The carnaroli will work well.  It's a standard risotto rice.


----------



## Lynan (Apr 12, 2007)

IMHO Vialone Nano is the best rice for risotto if you can source it otherwise Canaroli or Arborio will do!  

Dont forget peeps...if you want a successful risotto the stock you are adding MUST be at a low simmer, or more. It is imperative that the rice does not encounter anything colder than a simmer. Its the ' Italian' thang!  
I wish I was not the traditionalist sometimes but with risotto, it cant be helped. The time honored method of stirring the rice and sipping on a glass of vino is the only way.  

Grazie Mama Piera!! xxx ( she taught me)


----------



## CassiesKitchen (Apr 19, 2007)

> The last one I made was Risotto with Butternut Squash & Leeks.  Very tasty!



A woman after my own heart.
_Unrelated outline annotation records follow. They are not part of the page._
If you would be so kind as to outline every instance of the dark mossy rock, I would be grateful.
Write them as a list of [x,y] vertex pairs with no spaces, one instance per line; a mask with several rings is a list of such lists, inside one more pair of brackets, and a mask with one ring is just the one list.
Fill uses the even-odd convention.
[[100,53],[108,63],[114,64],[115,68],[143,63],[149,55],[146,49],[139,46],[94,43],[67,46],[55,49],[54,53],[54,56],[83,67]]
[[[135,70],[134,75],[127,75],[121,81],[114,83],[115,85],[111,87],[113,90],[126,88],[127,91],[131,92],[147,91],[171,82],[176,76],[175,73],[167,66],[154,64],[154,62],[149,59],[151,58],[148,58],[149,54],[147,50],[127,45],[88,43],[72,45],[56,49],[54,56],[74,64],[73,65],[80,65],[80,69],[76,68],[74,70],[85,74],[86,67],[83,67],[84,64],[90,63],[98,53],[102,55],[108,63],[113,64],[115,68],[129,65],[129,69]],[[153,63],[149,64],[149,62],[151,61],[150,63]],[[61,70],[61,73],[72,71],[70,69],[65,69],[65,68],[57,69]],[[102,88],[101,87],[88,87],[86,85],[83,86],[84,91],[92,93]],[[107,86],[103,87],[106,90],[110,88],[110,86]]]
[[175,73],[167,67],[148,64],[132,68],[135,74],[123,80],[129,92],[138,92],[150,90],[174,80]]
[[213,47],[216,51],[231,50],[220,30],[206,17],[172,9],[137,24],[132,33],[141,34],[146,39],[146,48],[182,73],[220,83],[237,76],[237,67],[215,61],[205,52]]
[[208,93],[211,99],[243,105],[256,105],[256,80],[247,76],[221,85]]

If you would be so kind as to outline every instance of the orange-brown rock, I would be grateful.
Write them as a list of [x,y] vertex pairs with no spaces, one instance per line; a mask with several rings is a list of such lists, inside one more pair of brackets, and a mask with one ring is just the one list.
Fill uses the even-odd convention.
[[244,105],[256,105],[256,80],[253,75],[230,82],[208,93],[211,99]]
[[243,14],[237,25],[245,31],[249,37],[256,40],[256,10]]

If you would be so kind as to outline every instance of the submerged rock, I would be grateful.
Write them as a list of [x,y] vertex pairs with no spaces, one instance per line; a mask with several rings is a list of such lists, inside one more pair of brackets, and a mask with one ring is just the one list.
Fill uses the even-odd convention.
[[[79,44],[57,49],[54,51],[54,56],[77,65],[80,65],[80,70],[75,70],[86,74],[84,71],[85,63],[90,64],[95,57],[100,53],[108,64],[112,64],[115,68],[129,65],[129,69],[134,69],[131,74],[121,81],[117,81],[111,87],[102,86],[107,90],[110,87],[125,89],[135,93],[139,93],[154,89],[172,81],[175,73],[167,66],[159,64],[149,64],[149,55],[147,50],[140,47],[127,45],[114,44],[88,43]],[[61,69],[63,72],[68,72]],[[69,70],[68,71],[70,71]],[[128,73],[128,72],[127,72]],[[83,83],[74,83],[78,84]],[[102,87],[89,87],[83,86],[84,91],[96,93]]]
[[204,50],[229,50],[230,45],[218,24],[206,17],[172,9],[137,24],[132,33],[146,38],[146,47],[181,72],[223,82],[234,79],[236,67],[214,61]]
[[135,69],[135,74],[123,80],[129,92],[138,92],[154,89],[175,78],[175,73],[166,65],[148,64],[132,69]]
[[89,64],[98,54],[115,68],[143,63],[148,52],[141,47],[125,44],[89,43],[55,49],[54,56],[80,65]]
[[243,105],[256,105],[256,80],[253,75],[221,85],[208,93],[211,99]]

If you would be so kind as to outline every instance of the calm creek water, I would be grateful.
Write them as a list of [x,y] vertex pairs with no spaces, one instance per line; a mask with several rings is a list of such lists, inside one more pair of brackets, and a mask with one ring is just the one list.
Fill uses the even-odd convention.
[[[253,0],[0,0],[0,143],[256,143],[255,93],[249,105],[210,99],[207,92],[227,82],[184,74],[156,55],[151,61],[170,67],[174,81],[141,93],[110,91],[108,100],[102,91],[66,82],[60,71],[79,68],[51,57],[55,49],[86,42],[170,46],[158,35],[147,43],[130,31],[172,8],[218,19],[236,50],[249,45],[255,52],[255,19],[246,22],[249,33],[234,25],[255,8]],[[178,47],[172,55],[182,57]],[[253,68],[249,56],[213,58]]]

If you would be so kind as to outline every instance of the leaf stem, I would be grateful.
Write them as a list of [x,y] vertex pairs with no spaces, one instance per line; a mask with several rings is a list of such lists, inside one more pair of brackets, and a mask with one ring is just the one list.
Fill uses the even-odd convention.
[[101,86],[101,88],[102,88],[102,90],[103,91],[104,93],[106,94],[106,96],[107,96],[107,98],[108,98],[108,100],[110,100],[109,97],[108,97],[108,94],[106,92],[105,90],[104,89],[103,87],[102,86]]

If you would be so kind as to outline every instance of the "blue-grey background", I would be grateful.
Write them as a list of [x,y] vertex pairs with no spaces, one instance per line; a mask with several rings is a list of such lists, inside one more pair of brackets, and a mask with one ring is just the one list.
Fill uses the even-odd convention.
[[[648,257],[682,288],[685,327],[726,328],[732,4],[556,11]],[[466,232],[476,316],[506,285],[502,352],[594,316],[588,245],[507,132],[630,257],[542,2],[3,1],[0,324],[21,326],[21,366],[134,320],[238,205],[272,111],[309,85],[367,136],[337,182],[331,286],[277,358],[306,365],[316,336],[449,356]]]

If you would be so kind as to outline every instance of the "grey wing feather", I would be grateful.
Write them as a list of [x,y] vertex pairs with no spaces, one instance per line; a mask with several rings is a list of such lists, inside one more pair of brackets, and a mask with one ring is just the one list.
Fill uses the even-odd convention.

I make mine in my pressure cooker, and I use sage as my "green" flavor. Bring on the parmesan cheese.


----------



## Little Miss J (Apr 20, 2007)

When I make risotto I use a Donna Hay recipe for making it in the oven.  No stirring! I am not sure all would approve but it tastes pretty good to me (and I have served it up and no said anything and no-one has been any the wiser!).


----------